When you have an ECG at the London clinic, the machine will produce a chart showing the changes in electrical activity in your heart over time. The doctor can use this chart to diagnose a range of different conditions that might be affecting your heart.
How Your Heart Beats
Your heart has four chambers. The two upper chambers or atria contract first, followed by the two larger chambers or ventricles beneath them. The contractions are timed by electrical signals that have to happen in the right way to produce a healthy, regular heartbeat.
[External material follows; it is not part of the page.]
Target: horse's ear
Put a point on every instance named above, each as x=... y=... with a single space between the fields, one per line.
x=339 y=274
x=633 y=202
If something is wrong with the signals, then your heart might not beat in the right way. These kinds of problems can be detected by an ECG test in London.
Your ECG Results
The ECG machine at the London cardiac clinic isn’t able to measure the contractions directly, but it can detect the electrical activity associated with these changes in your heart. The results are shown in the form of a graph that looks like a spiky line.
The spikes should appear in regular clusters, each of represents one whole heartbeat. The distance between these spikes shows your heart rate. If the distances are too short, too long, or irregular, it can be a sign of a problem. For example, spikes that are too close together are a sign of a rapid heartbeat or tachycardia.
Each heartbeat will be made up of several spikes in activity. The first P wave shows when the atria are contracting. The second and biggest spike, known as the QRS complex, occurs when your ventricles contract. The final increase in activity is the T wave, which happens as the ventricles relax again. You can’t see a separate spike when the atria relax because it happens at the same time as the ventricles contract. The spikes in electrical activity should occur in the right order, at the right time. Anything unusual in the pattern of the spikes could be a sign of a heart problem. For example, if there are lots of extra little P waves, it is a sign of atrial fibrillation.